Ce paragraphe est une motivation type en matière d'indivision où les dépens sont fréquemment employés en frais privilégiés de partage et supportés par chaque partie à proportion de ses droits dans l'indivision. Il sous-tend que l'action aux fins de partage est exercée dans l'intérêt de l'ensemble des coïndivisaires, de sorte qu'il n'y pas de parties véritablement gagnante ou perdante au procès.
Son insertion dans le texte de l'arrêt est le résultat d'un simple mot rapide.
A l'inverse, la première motivation procède d'une analyse particulière des faits de l'espèce que la cour a voulu prendre spécialement en considération pour mettre à la charge de Mmes [I] et [Y] [W] une indemnité au titre de l'article 700 du code de procédure civile d'un montant de 6 000 €, somme à laquelle elles sont condamnées par chef du dispositif du jugement tandis que ce dispositif ne contient pas de chef disant n'y avoir lieu de faire application des dispositions de l'article 700 du code de procédure civile ou déboutant les parties de leurs demandes respectives à ce titre.

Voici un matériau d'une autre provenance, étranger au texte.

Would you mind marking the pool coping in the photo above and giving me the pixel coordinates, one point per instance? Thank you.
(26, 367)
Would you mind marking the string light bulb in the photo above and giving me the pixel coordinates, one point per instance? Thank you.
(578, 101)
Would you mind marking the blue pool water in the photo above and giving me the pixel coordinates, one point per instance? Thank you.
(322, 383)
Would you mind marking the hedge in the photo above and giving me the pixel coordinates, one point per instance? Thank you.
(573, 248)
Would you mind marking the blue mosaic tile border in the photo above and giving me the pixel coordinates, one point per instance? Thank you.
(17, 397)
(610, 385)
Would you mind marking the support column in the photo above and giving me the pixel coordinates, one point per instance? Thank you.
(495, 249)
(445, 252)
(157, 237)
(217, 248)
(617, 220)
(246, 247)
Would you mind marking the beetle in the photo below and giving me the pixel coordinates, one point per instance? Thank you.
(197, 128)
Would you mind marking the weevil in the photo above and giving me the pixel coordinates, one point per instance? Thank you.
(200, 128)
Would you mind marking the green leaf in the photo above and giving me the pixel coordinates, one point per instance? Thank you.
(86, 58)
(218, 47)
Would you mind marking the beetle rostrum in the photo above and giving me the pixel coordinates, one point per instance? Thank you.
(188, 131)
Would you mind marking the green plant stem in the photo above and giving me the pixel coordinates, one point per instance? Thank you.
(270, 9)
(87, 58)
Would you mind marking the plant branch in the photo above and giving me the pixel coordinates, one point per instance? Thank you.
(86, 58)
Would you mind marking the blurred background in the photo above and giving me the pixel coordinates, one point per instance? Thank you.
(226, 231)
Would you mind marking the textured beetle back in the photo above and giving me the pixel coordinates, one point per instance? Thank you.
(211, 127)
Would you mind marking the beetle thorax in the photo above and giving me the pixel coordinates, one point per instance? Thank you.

L'autorité de la chose jugée ne s'attachant qu'au seul dispositif du jugement, il en résulte que le paragraphe « Au vu de la répartition des dépens, il n'y a pas lieu de faire application des dispositions de l'article 700 du code de procédure civile. » est le fruit d'une simple erreur matérielle qu'il convient de rectifier en en ordonnant la suppression.

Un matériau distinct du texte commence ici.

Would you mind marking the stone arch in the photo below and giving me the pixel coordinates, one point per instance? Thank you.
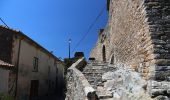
(104, 53)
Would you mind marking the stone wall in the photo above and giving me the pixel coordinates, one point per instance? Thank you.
(78, 88)
(5, 44)
(137, 34)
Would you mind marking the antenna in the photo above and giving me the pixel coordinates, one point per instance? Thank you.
(4, 23)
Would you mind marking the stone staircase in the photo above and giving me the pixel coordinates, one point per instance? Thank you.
(93, 73)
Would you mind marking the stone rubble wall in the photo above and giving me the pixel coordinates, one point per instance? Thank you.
(138, 35)
(78, 88)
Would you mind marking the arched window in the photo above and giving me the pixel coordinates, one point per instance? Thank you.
(104, 53)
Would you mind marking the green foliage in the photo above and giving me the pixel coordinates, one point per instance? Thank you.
(5, 97)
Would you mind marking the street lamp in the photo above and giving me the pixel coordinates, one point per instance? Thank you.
(69, 41)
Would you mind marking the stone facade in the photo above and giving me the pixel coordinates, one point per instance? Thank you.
(37, 72)
(78, 87)
(137, 35)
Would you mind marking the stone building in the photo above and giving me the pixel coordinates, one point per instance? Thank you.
(138, 35)
(37, 72)
(4, 73)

Les dépens seront supportés par le Trésor.
PAR CES MOTIFS,
Statuant publiquement par arrêt contradictoire, mis à disposition au greffe,
Ordonne la jonction des instances enrôlées sous les numéros 23/15211 et 23/17789 qui se poursuivent sous le numéro unique 23/15211 ;
Rectifie l'arrêt comme suit :
Ordonne la suppression page 8 de l'arrêt de la dernière phrase de l'avant dernier paragraphe ainsi libellée : « Aucune réponse n'a été apportée à la demande de la cour sur l'issue de la procédure devant le tribunal judiciaire de Paris. »

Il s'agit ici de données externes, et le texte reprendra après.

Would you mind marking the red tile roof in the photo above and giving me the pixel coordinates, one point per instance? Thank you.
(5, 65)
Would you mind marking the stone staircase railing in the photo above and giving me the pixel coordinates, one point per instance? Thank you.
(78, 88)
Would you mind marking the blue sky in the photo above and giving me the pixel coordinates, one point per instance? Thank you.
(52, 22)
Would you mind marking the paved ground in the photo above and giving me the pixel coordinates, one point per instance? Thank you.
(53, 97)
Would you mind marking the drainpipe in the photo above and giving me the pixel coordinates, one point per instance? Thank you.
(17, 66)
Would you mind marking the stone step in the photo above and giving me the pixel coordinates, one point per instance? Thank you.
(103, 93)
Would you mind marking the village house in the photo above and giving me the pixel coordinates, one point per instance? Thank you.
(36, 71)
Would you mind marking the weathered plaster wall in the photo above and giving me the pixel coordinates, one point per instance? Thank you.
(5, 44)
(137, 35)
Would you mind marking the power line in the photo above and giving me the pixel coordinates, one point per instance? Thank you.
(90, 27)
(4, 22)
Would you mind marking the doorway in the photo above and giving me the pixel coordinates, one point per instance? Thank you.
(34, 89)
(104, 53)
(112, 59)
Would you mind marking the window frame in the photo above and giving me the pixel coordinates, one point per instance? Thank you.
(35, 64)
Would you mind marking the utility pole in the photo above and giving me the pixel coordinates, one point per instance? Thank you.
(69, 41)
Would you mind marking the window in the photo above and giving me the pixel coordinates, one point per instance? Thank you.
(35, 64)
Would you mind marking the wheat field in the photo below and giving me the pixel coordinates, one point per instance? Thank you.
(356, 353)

Dit que cette phrase est remplacée par le passage suivant :
« Suite à la demande de la cour que lui soit adressée une note en délibéré sur l'issue de l'instance pendant devant le tribunal judiciaire de Paris portant sur la demande de vente forcé, le conseil de Mme [D] [W] a adressé le 20 septembre un courrier faisant savoir :
-que le tribunal judiciaire de Paris, par un jugement avant dire-droit, a renvoyé l'affaire à la mise en état, invitant la partie la plus diligente à faire citer Mme [I] [W] à une adresse utile, autre que celle du [Adresse 4] [Localité 8] Province de Québec (Canada),
-que pourtant c'est bien à cette adresse que Mme [I] [W] se déclarait domiciliée très postérieurement à juillet 2017. »
Ordonne la suppression à la page 13 de l'arrêt du paragraphe :
« Au vu de la répartition des dépens, il n'y a pas lieu de faire application des dispositions de l'article 700 du code de procédure civile. »
Dit qu'il sera fait mention du présent arrêt sur la minute de l'arrêt du 27 septembre 2023 dans l'affaire enrôlée sous le numéro de rôle 20/13456 et sur les expéditions qui en seront délivrées ;
Dit que les dépens relatifs à la présente instance rectificative seront supportés par le Trésor Public.